[PATCH] meson: Disable optimizations if CLang doesn't support -fsemantic-interposition

Daniel P. Berrangé berrange at redhat.com
Tue Mar 21 16:37:26 UTC 2023


On Tue, Mar 21, 2023 at 05:34:45PM +0100, Michal Prívozník wrote:
> On 3/21/23 17:04, Pavel Hrdina wrote:
> > On Tue, Mar 21, 2023 at 03:33:24PM +0000, Daniel P. Berrangé wrote:
> >> On Tue, Mar 21, 2023 at 04:31:00PM +0100, Michal Prívozník wrote:
> >>> On 3/21/23 16:25, Daniel P. Berrangé wrote:
> >>>> On Tue, Mar 21, 2023 at 04:11:33PM +0100, Michal Privoznik wrote:
> >>>>> <snip/>
> >>>>
> >>>> I don't like the idea of forcing -O0 for the production builds, just to
> >>>> work around the problem of our broken tests. Can we approach it from the
> >>>> opposite POV and disable building of tests, if we see meson optimization
> >>>> level is > 0
> >>>>
> >>>> eg something roughly like this:
> >>>>
> >>>>   with_tests = true
> >>>>   if cc.get_id() == 'clang' and
> >>>>      not supported_cc_flags.contains('-fsemantic-interposition') and
> >>>>      get_option('optimization') != 0
> >>>>      with_tests = false
> >>>>   endif
> >>>>
> >>>>   if with_tests
> >>>>     subdir('tests')
> >>>>   endif
> >>>>
> >>>>
> >>>> So people can choose to have tests work or not
> >>>
> >>> That could work too, yeah. My reasoning for going with -O0 was that it's
> >>> very rare that somebody would use such old CLang, but I guess disabling
> >>> tests is less invasive. I'll send v2 shortly.
> >>
> >> It isn't just old Clang. Latest clang lacks -fsemantic-interposition
> >> on non-x86_64, which means current macOS M1 platform today. For our
> >> CI, I guess we'll want to request non-optimized builds for macOS
> >> and FreeBSD 12, so we still run unit tests.
> > 
> > We can also utilize the meson 'buildtype' option [1] to figure out if we
> > need to disable/enable tests or modify the optimization that we use when
> > building.
> > 
> > When building from git the default value is 'debugoptimized' but when
> > building using RPM it changes to 'plain'. Not sure what FreeBSD and
> > macOS are using.
> > 
> > The 'buildtype' affects what value will be stored in 'debug' and
> > 'optimization' options. That could allow us to run tests from git builds
> > where we could disable optimizations and disable tests when libvirt is
> > compiled using package manager.
> 
> To summarize what we want:
> 
> if CLang doesn't support -fsemantic-interposition:
>   if building from a git checkout:
>     enforce -O0
>   else
>     disable tests
> 
> What worries me about this approach is that some distros might leave
> .git/ dir in the checkout (e.g. live ebuilds from Gentoo) in which case
> we detect the build as from git. But such distros surely pass
> --buildtype=...
> 
> Now, we need to distinguish two scenarios: when the default value from
> the beginning of the meson.build file was used (and thus we can enforce
> -O0), OR when --buildtype=debugoptimized (or any other option that sets
> optimization level) was passed on the cmd line (in which case we need to
> disable tests). But I don't think there's a way to detect that.

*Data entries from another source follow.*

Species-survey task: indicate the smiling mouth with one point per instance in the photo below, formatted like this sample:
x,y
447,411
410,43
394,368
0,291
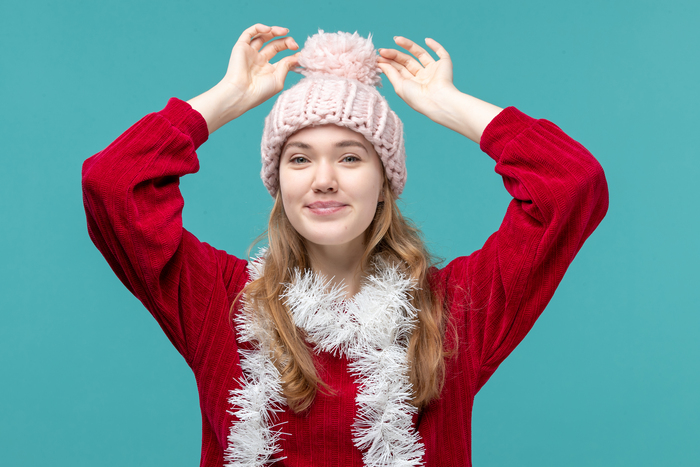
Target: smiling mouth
x,y
325,208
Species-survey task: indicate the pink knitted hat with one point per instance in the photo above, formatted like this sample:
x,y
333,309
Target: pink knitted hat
x,y
340,74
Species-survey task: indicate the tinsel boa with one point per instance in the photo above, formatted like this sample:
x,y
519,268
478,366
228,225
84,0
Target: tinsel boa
x,y
371,330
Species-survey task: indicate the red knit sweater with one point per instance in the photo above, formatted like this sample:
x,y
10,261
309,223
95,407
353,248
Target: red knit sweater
x,y
133,206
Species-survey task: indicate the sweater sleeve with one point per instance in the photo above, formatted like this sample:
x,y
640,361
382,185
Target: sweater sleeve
x,y
134,207
560,196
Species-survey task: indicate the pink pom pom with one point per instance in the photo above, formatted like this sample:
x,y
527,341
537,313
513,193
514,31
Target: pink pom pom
x,y
340,54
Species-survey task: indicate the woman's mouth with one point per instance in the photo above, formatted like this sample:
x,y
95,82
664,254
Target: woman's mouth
x,y
324,208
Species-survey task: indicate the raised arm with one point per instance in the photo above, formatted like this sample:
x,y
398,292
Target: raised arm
x,y
134,206
560,196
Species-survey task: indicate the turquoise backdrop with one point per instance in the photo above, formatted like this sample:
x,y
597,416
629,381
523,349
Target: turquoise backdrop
x,y
607,377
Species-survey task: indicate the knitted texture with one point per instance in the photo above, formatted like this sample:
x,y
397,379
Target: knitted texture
x,y
133,207
340,74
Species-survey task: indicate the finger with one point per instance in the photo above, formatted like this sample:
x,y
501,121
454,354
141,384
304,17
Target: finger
x,y
419,52
400,68
437,48
260,39
406,60
283,66
278,45
253,31
391,73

I don't believe we need to check 'buildtype'. A get_option("optimization")
call should reflect the results of the 'buildtype' option IIRC>

> But at the same time, disabling optimization whenever .git/ dir is found
> feels very, very wrong.

Yeah, I wouldn't enforce -O0, just disable tests, and print a message
at end of meson execution to use 'buildtype' to turn off optimization
or use a newer clang, if they want to re-enable tests.